I concluded my first visit to New OrleansÂ in a giddy high. To a Big Easy virgin, I had no measure of comparison for pre- and post-Hurricane Katrina, so all of the city, good and bad, informed my unbiased opinion – and I loved it.
What I found there was not unusual, but it was unexpected. The city is young and lively. It has grit, and eyesore, and a bunch of progress to make. But, it remains all Southern gentility. In the wake of a devastating natural disaster, its residents have found renewed interest and energy in rebuilding it to be even better, while preserving the unique character that makes it perennially popular. Mansions on Esplanade Street are either one of two things: beautifully restored and commanding well over a million, or visibly falling apart from years of being taken for granted. This unapologetic unfinished french stitch is why New Orleans has always been so charming, and still is.
Since Katrina, New Orleans’ tragic beauty attitude has added a third facet: hip. New restaurants dot the city. New bars have sprouted in areas not known for nonviolent nightlife. And transplants from every state have reinvented themselves in New Orleans, helping drive renewal in the process.
If you visit, you will notice one thing New Orleans does better than many other cities: neighborhoods. I was fascinated by them for their diversity and vibrancy.
The French Quarter satisfies typical tourist urges. Photo opportunities, street bands, funky shops, and the famous beignets of Cafe du Monde. Bars are inherent, tucked into every last corner. All this within a walkable square mile or so. Venture off of Bourbon Street though, and you can find some fabulous retail (Nadine Blake) and culinary (Sylvain) secrets too.
Head out to the Garden District to see some of the grandest and most tasteful mansions in the world. Money is spent far and wide in New Orleans, but rarely in the way the Nouveau do elsewhere. Most streets extend out from Downtown, following the bends of the Mississippi River: St. Charles Street hosts the historic streetcar line in its grassy median, and Magazine Street connects many of the city’s most desirable areas for young people, like the Lower Garden District, Central City, Irish Channel, and Uptown.
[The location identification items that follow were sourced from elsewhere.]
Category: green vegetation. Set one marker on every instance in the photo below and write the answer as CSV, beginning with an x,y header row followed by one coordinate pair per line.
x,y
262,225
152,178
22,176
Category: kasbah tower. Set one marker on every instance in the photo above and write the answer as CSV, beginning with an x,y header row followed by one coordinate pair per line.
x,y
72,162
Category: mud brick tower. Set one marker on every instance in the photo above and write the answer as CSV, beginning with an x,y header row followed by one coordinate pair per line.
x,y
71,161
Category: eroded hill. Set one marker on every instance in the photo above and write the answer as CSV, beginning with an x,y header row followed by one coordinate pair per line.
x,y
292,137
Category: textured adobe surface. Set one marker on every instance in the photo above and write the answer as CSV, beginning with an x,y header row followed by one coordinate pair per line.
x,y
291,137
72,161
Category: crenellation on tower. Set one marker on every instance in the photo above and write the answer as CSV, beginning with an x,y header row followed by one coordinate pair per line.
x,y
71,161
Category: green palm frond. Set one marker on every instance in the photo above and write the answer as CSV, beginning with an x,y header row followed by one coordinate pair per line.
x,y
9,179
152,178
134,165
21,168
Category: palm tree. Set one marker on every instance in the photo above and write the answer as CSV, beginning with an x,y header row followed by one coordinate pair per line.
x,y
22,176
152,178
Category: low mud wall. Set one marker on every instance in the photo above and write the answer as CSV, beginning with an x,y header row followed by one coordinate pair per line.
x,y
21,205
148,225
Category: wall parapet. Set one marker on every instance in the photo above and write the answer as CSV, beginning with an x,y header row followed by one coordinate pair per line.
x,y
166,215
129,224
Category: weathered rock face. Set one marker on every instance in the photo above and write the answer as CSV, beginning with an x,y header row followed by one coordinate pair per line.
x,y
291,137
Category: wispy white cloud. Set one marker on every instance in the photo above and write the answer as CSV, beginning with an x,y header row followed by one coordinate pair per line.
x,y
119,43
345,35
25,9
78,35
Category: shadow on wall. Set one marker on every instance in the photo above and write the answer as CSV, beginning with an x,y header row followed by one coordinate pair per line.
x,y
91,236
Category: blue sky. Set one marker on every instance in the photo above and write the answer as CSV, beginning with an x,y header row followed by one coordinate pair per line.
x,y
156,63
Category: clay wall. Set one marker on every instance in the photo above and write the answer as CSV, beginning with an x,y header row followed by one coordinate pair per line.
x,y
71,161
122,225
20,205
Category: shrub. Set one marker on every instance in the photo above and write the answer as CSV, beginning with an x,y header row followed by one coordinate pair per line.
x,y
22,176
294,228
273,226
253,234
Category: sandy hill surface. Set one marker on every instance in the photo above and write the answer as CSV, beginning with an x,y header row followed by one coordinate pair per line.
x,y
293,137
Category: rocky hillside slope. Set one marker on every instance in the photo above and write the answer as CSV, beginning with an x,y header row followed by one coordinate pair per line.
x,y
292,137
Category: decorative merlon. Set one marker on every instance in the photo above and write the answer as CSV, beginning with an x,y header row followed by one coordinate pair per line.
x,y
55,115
I found the gorgeous, impeccably curated Box Paper Scissor on Magazine. $80 later…I was in locale lust.
Uptown, East Carrollton, and the areas around Audubon Park are probably the prettiest and youngest parts of the city (in terms of people and spirit). Highly treed, with lots of friendly restaurants and neighborhood bars (Phillips on Maple), restored homes and apartment blocks, and as much youthful energy as you can get from two highly rated universities (Tulane & Loyola), right off the streetcar line.
On the other hand, the Bywater, southeast of the CBD, is the Brooklyn of New Orleans. It is less homogenous, with a recent influx of hipsters, yogis, and homebuyers seeking affordability and authenticity amid working class residents. Art galleries, tapas restaurants (Maurepas), and charming bars (Bacchanal) have opened in the area…making it a destination for the city’s residents and visitors, and a bit more livable for the existing neighbors.
If you’re gay and visiting the city, you may be pleasantly surprised by how LGBT friendly it is. In a state famous for its conservative leadership and for being a full card-carrying member of the bible belt, the city is a liberal island of progressivity and laissez-faire. This attitude extends to its alcohol policy. There isn’t one! Nearly everywhere allows open containers (no glass in the French Quarter please), and most places will give you a to-go cup if you’re headed to the next bar.
Despite all the fun parts of the city have to offer, much is still depressed and in need of TLC. Like many places, the action is concentrated in a relatively compact area near Downtown. City Park, north toward Lake Pontchartrain, is the elephant in the room – a green space 50% larger than Central Park in New York and host to some of the area’s best cultural attractions: New Orleans Museum of Art, New Orleans Botanical Garden, and numerous sporting events. Looking forward, I would love to see it and its proximate neighborhoods become high-priority destinations.
Thanks both to its known and still undiscovered attractions, and laid back style, New Orleans lends itself to tourism, a job it has done well for years. The city will continue to be great, despite its rocky recent past, because nearly anyone can find something to enjoy: liberal drinking, fantastic architecture, haute cuisine, Southern elegance. I enjoyed a bit of everything, and feel like a second trip is essential to fully appreciate two additional aspects I missed on my trip: music, and history.
If you have never spent a weekend in the Crescent City, it is an easy flight from most cities in the South (90 minutes from Tampa). Stay at one of the big time hotels on Poydras Street Downtown, or find a quaint B&B in the French Quarter or Garden District. You are destined to slide into a balmy, sweet groove.